Is your problem CORE or COLLATERAL?
Most healthcare consumers make their decisions based on the premise that the problem they believe they are experiencing is the problem their choice of healthcare is going to correct.
If someone is in pain for example, they seek out a provider who they believe will "fix" their pain, if they have low back pain or headaches, they are looking for someone to "fix" their low back pain or headaches and if someone has heart disease, they are searching for an approach that will "fix" their problem.
WHEN THE PROBLEM ISN'T THE PROBLEM
In these cases, if the pain, headaches and heart disease were the actual problem, healthcare that attempted to "fix" them would be wonderful and appropriate.
The reality is...symptoms and body signals from disease processes and dysfunction are COLLATERAL DAMAGE; effects from a handful of other CORE PROBLEMS that were left unaddressed for short or long periods of time.
A general approach to the host of signals and symptoms of nearly every disease process is to suppress the messages with medication.
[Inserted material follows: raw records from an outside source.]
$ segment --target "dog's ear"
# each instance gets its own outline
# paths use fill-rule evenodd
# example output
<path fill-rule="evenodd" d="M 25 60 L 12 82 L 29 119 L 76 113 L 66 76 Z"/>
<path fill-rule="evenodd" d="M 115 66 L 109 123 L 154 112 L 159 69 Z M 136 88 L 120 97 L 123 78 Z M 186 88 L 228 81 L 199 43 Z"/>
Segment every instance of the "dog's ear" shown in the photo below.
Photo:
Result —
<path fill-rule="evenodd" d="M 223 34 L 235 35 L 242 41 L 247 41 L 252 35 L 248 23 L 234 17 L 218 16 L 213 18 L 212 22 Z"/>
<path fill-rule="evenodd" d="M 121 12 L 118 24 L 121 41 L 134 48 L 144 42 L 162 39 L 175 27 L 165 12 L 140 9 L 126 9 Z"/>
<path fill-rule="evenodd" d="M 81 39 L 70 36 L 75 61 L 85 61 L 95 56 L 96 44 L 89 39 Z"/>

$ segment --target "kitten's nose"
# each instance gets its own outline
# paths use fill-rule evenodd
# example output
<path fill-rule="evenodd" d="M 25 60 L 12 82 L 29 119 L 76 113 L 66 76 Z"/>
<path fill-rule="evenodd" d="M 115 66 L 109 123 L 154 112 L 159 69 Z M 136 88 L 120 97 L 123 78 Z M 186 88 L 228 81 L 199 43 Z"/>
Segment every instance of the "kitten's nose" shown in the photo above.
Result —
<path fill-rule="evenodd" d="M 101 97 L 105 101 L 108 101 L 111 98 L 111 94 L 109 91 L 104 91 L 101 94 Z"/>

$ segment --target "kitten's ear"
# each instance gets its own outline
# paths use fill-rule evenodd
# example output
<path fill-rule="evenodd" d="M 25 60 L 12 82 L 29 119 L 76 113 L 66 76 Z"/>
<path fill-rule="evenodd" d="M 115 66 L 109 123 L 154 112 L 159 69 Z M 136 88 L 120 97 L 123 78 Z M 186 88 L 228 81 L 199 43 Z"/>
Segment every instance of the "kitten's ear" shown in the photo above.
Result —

The PROBLEM is that those alarms from the body are from collateral damage and are NOT the core problem.
The same process occurs with the vast majority of disease treatment models - identify the collateral damage (often confused for the CORE problem) and attempt to "fix" it.
WHAT ARE SOME OF THE MOST COMMON CORE PROBLEMS?
The easiest way to identify the core issues is to ask ourselves what are the most fundamental requirements of the body for NORMAL function?
Here are a few of the most important ones:
FUEL
MOVEMENT
MINDSET
STRUCTURAL INTEGRITY
NEUROLOGICAL COMMUNICATION
SLEEP
If one, some or all of these are left unaddressed, the body is unable to fully adapt to the environment we place it in (often a very stressful one) and over time there is no other option but to break down or function in a less than optimal way.
The result is COLLATERAL DAMAGE.
CAN ALL CORE PROBLEMS BE CORRECTED?
Unfortunately, not all core problems can be corrected.
If it has been left unaddressed too long, if the severity is too great, if it is just not something that is currently correctable like gene mutation (although research is showing us that dealing with other core issues can impact genetic expression!) dealing with some of the collateral damage is a very appropriate approach.